Digest #142 2021-04-18

Contributions

[188] 2021-04-17 06:23:37 TG9541 wrote:

example - What is the intent, purpose or meaning of TO?

The word interpretation and compilation semantic of the word is defined but I fail to understand the context of its usage without, at least, an example. In order to use or implement TO but as a human I first have to understand the intent, purpose or meaning of the word in the context of Forth.

Rationale: in the English language the word to has many idiomatic uses - coming from a Forth-79 background its purpose, meaning or intent isn't obvious and no reference to the documentation of modern implementation is offered.


[189] 2021-04-17 07:08:48 TG9541 wrote:

requestClarification - Advantages of a Forth system with a STATE flag?

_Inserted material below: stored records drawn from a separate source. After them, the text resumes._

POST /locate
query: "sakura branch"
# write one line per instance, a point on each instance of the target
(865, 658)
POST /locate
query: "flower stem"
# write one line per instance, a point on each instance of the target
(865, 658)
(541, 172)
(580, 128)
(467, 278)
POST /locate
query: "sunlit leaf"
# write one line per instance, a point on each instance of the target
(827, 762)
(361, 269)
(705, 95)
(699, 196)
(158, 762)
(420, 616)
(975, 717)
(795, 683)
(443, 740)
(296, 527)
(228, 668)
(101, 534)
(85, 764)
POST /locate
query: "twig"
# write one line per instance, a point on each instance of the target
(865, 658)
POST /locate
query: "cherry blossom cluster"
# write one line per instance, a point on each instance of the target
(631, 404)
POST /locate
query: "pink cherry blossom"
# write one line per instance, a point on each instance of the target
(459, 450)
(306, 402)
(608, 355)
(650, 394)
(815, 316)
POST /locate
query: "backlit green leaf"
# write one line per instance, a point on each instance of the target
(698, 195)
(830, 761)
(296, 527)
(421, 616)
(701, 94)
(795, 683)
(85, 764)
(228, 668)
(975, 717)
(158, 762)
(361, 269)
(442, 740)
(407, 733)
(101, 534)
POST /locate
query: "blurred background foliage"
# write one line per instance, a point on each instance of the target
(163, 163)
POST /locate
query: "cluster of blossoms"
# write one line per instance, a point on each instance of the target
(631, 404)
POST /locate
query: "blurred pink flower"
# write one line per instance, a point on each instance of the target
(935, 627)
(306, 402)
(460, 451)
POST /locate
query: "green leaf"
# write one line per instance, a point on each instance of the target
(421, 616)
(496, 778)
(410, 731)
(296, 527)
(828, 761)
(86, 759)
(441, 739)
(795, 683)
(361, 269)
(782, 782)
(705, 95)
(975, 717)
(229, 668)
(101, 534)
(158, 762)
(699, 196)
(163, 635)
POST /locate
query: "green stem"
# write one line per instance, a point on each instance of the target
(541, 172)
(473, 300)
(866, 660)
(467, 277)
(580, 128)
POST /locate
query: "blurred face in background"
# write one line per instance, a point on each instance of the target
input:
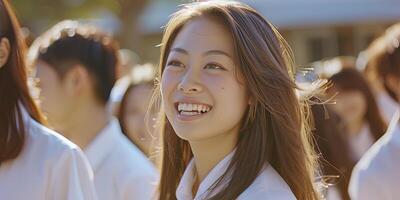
(350, 105)
(134, 117)
(54, 98)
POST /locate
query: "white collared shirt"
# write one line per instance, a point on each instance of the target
(377, 175)
(121, 170)
(49, 167)
(268, 185)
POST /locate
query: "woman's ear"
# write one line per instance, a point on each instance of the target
(4, 51)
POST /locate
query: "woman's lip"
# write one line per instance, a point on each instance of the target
(176, 104)
(188, 118)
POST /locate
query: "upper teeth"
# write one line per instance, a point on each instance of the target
(189, 107)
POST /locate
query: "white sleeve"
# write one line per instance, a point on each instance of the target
(138, 187)
(71, 178)
(365, 186)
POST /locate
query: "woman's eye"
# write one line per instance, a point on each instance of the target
(214, 66)
(175, 63)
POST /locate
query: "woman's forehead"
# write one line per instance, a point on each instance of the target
(204, 34)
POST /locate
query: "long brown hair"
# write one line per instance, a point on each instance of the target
(336, 164)
(275, 128)
(13, 88)
(349, 79)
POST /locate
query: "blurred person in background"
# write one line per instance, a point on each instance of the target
(331, 142)
(35, 162)
(374, 59)
(356, 105)
(134, 106)
(76, 66)
(128, 60)
(377, 175)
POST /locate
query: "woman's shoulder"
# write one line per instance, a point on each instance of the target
(47, 141)
(268, 185)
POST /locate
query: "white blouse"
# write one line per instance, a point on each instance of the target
(121, 170)
(49, 167)
(377, 175)
(268, 185)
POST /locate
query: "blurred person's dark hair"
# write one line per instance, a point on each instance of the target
(140, 75)
(69, 43)
(349, 79)
(14, 91)
(384, 57)
(329, 133)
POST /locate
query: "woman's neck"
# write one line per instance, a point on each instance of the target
(355, 126)
(208, 153)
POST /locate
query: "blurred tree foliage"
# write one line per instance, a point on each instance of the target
(45, 13)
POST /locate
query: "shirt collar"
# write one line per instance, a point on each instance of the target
(101, 147)
(184, 189)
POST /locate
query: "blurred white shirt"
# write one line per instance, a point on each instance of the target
(360, 142)
(49, 167)
(377, 175)
(121, 170)
(387, 105)
(268, 185)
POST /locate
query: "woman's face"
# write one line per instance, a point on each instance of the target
(350, 105)
(134, 117)
(201, 93)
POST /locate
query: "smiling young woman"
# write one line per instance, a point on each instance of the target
(232, 124)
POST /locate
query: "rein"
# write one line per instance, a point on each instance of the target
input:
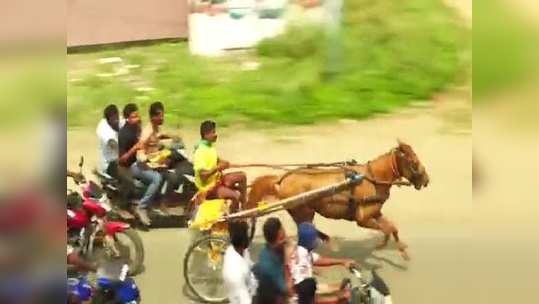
(344, 165)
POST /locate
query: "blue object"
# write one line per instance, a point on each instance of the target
(126, 291)
(79, 287)
(307, 236)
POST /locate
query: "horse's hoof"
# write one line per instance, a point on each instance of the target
(402, 246)
(405, 255)
(381, 245)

I'd like to ask politely for the rationale to mandate an implementation that requires using STATE @ (while forbidding STATE !) instead of just requiring a word that returns the state.

Rationale: eForth uses a pointer ['IDLE] that points to either $COMPILE or $INTERPRET. Testing the state is done by something like : COMPILE? ( -- flag ) 'IDLE @ ['] $COMPILE =.

It's, of course, possible to change the eForth Outer Interpreter but the benefit should outweigh the cost of breaking properties that have a value for small Forth systems (e.g. compactness, extensibility).

Replies

[r643] 2021-04-17 09:23:48 TG9541 replies:

comment - Note incompatability (double v single) with some older Forth's.

As a maintainer of an old 8bit STC eForth variant I'm taking note of this discussion, and I'm of course thinking about options as using 32 bit math on a 8 or 16bit system is expensive. Before I take a decision, I'd like to clarify what "double" means on the background of the discussion "S>D in the standard, not double word set". I'd like to know what a double is in a system with 32 cells ( I'm reminded of the ambiguities of int and long int with respect to the native word width in the C language).


[r644] 2021-04-17 15:08:48 ruv replies:

requestClarification - Advantages of a Forth system with a STATE flag?

It's, of course, possible to change the eForth Outer Interpreter

There is another option: just save the corresponding flag into STATE every time when you change 'IDLE. So you can provide STATE word without changing the outer text interpreter.

Also the standard doesn't require a system to use STATE @ for its internal purposes. This method is exposed just for backward compatibility.

instead of just requiring a word that returns the state

Certainly it's a better variant, but even having such a word, the systems are still required to support STATE for some time for backward compatibility.

Meanwhile, I would propose to consider the following names for this word:

COMPILATION ( -- flag )
COMPILING ( -- flag )

[r645] 2021-04-17 16:14:14 TG9541 replies:

example - What is the intent, purpose or meaning of TO?

I was pointed to the win32forth doc which contains the following description:

TO CORE EXT

Interpretation: ( x "<spaces>name" -- )

Skip leading spaces and parse name delimited by a space. Store x in name. An ambiguous condition exists if name was not defined by VALUE.

Compilation: ( "<spaces>name" -- )

Skip leading spaces and parse name delimited by a space. Append the run-time semantics given below to the current definition. An ambiguous condition exists if name was not defined by VALUE.

Run-time: ( x -- )

Store x in name.

Note: An ambiguous condition exists if either POSTPONE or [COMPILE] is applied to TO.

See: 6.2.2405 VALUE, 13.6.1.2295 TO.


[r646] 2021-04-17 17:34:37 TG9541 replies:

requestClarification - Does the standard assume that DEFER was created with CREATE?

I've seen the part about examples being non-normative. I'm closing this now. Thanks for your work!


[r647] 2021-04-17 17:49:29 TG9541 replies:

requestClarification - Advantages of a Forth system with a STATE flag?

@RUV thanks for your kine reply!

I think I can make a kludge that hides the implementation details - something in the line of "STATE updating a variable when used". Of course that's risky but it has the advantage that it won't create an overhead unless an application uses STATE.

By the way, 'IDLE was a mistake - it should read 'EVAL.